Q 4 Adminstrative Law 2001 – Semester 1 Mark - 82/100
The role of the secretary could be challenged on the grounds that she was not the authorised person to fill the position on the Reconciliation Board.
Prima facie, an act will not fall within the statute unless it is done by the person in whom the statute reposes the power, Ombudsman Case. The decision which was made by the secretary on the Reconciliation Commission did not specify exactly who the d-m was to be. Rather, regard must be had to the “Government Appointees Act (NSW)”. In very definite terms, the act states that the secretary would not be authorised to sit on the committee unless approved by the Premier. As the secretary wasn’t approved, she was prima facie unable to sit on the committee, enabling R to challenge the validity of her input on the decision. However, if a delegate or agency principal relationship can be established between the MAA and the secretary, then it may suffice to validate the secretary’s position on the committee. Delegation must be through a formal instrument signed by the Minister, Fazal Din. Here, there is no evidence of formal instrument of appointment. Further, a delegate can only generally only be appointed where there is an express power to delegate in the statute, Ombudsman Case. There is no evidence of a power to delegate in the “Government Appointees Act”, however the strict terms of provision 1 suggest that a delegate would not be authorised without the Premier’s approval, otherwise it would defeat provision 1. Given the likelihood of establishing a delegate relationship between MAA and the secretary is unlikely, the chance of an agency relationship sufficing to give the secretary the requisite authority to sit on the committee is more remote.

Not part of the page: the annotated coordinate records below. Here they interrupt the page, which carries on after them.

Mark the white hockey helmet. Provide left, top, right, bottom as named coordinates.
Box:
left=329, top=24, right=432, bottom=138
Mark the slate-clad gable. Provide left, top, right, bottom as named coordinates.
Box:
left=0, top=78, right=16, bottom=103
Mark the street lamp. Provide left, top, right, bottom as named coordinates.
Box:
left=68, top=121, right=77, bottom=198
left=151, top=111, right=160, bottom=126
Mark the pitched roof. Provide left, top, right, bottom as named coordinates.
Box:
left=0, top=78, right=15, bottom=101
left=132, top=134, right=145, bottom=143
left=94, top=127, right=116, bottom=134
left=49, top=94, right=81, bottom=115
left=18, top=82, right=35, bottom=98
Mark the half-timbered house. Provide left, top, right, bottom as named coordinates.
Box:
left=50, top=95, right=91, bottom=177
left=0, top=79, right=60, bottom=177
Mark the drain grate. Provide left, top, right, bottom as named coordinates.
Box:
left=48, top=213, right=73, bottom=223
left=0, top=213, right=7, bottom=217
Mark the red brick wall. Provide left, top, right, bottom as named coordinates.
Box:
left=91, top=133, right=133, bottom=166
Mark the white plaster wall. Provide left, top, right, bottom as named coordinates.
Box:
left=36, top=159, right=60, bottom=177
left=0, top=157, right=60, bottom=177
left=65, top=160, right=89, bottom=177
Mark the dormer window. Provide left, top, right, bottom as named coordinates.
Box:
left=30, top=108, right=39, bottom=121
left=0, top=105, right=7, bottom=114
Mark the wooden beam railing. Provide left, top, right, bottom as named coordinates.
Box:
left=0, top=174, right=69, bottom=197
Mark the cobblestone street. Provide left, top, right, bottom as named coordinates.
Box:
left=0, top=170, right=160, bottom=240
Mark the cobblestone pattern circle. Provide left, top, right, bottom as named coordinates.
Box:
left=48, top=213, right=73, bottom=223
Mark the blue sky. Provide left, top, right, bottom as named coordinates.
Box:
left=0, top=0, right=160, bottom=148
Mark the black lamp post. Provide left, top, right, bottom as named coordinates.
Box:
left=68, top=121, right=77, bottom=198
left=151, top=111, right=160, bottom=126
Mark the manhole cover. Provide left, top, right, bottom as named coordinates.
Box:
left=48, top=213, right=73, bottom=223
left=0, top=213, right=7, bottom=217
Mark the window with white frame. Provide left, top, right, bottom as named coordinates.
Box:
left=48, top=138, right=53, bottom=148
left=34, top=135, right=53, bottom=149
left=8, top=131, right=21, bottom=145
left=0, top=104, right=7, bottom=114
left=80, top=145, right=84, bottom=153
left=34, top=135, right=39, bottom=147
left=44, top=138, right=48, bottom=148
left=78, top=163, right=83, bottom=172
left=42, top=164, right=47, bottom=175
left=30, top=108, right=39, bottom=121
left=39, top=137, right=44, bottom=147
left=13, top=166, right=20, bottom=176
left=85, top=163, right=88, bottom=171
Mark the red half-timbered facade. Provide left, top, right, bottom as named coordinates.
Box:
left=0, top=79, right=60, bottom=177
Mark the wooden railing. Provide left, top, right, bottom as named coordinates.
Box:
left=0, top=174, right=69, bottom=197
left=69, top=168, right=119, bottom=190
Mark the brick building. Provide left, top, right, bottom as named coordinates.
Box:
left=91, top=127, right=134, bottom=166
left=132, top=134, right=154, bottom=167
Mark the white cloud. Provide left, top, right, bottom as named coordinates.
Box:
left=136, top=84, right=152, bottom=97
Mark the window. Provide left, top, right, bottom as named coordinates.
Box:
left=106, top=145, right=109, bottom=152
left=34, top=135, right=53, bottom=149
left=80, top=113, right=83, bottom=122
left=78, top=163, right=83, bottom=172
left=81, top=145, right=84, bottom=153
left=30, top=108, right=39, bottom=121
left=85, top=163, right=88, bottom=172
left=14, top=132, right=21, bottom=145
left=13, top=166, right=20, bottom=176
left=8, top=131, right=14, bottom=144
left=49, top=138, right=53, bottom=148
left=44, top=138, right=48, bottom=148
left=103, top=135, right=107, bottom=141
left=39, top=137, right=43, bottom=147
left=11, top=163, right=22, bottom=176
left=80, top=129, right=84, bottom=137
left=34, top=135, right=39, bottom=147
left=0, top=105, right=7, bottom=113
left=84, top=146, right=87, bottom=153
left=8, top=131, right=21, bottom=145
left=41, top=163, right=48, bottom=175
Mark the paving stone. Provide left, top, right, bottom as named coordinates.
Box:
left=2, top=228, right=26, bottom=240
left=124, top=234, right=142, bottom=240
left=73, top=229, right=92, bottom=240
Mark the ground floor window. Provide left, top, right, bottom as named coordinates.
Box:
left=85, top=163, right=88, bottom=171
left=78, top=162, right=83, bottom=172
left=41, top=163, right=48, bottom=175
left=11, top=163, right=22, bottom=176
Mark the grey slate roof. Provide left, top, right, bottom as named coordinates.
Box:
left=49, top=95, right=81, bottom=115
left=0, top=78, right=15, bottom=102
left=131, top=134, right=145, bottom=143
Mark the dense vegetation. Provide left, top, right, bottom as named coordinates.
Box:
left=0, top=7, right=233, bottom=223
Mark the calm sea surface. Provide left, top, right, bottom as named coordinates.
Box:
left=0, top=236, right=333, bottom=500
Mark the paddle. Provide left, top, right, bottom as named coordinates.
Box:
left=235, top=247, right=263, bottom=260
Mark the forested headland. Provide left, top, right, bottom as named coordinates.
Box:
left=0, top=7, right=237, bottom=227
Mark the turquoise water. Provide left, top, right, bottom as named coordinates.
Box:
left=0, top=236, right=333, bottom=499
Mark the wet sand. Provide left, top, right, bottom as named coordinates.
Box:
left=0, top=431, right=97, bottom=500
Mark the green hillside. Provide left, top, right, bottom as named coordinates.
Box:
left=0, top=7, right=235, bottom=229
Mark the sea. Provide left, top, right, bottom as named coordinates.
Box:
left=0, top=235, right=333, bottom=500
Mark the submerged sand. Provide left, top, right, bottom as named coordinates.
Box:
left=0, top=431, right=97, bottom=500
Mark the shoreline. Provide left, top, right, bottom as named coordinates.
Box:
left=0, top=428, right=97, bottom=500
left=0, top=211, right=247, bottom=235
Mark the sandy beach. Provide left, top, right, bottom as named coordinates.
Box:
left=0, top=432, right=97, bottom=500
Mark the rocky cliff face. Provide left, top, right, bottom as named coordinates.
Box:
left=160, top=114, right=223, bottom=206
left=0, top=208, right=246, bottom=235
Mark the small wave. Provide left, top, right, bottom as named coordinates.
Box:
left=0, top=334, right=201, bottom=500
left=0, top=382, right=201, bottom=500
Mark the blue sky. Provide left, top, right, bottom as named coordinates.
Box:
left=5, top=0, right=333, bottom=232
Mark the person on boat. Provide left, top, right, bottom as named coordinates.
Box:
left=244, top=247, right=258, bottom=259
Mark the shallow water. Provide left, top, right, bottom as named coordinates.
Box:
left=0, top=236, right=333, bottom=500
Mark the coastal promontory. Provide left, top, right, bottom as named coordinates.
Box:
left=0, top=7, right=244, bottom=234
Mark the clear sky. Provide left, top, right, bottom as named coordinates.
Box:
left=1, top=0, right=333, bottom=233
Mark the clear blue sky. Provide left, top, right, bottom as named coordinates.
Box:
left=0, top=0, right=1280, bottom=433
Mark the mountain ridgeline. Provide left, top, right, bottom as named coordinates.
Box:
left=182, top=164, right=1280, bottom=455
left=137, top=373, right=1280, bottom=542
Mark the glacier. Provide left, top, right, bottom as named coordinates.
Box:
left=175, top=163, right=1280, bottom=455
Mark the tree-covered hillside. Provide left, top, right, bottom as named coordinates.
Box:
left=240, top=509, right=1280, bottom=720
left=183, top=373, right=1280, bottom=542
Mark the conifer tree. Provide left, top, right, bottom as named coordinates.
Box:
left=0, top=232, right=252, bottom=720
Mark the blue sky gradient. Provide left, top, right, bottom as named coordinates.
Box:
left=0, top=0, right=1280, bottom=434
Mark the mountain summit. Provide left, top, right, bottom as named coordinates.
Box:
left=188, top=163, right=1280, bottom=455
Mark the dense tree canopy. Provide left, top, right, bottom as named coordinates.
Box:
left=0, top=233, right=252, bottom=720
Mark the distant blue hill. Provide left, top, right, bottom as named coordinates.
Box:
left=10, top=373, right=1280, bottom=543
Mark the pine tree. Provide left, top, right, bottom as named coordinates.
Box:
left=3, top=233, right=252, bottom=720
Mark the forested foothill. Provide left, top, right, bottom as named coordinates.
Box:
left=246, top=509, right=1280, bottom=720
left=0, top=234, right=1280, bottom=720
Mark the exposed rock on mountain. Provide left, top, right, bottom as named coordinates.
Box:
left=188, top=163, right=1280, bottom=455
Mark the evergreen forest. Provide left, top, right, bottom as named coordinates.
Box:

Thus, it may be considered that the Secretary was not authorised to sit on the committee and make a decision, thereby breaching s5(1)(c) [wrong] of the ASJR Act which requires a decision be made by an authorised person.
This has further ramifications as because the secretary wasn’t authorised to sit on the board, it means that the board wasn’t a properly constituted body. A decision made by an invalidly constituted body will lead to an invalid determination, Re Kretchmer. This means that R can challenge the validity of the rejection of his application. R has 2 avenues open to him. Either he can apply to the court for a writ of certiorari quashing the decision, and a writ of mandamus to have the decision made again according to the law, that is by a validly constituted body. Alternatively, the Board may reconstitute itself validly and rehear the decision as, being improperly constituted, the Board was not “functus officio” and therefore hadn’t dismissed the proceeding, Re Kretchmer.
Other grounds on which R could challenge the Minister’s decision are as follows.
- Failure to consider relevant matters, s5(2)(b) ADJR Act and R v ABT at common law. A decision may not be invalidated where a d-m has failed to take account of a relevant consideration in reaching a decision, R v ABT. Here, it may be established that there was a failure to conduct an inquiry to obtain relevant information which should have been considered, Sean Investments. The Minister should have inquired as to the reason why there was only one dissent while eight other committee members approved the application.
- Dictation, s5(2)(e) ADJR Act. Here, the ultimate discretion lies with the Prime Minister. For a discretion to be valid, it must be a real exercise of discretion, not a mere acceptance of a commendation by someone else in whom the discretion is not entrusted, Telstra v Kendal. Here, the PM appears to have blindly followed the recommendation of the committee without question.
- Failure to consider the merits of the individual case, s5(2)(f) ADJR Act. For the reasons cited above, the PM has not considered the merits of R’s case, Randell.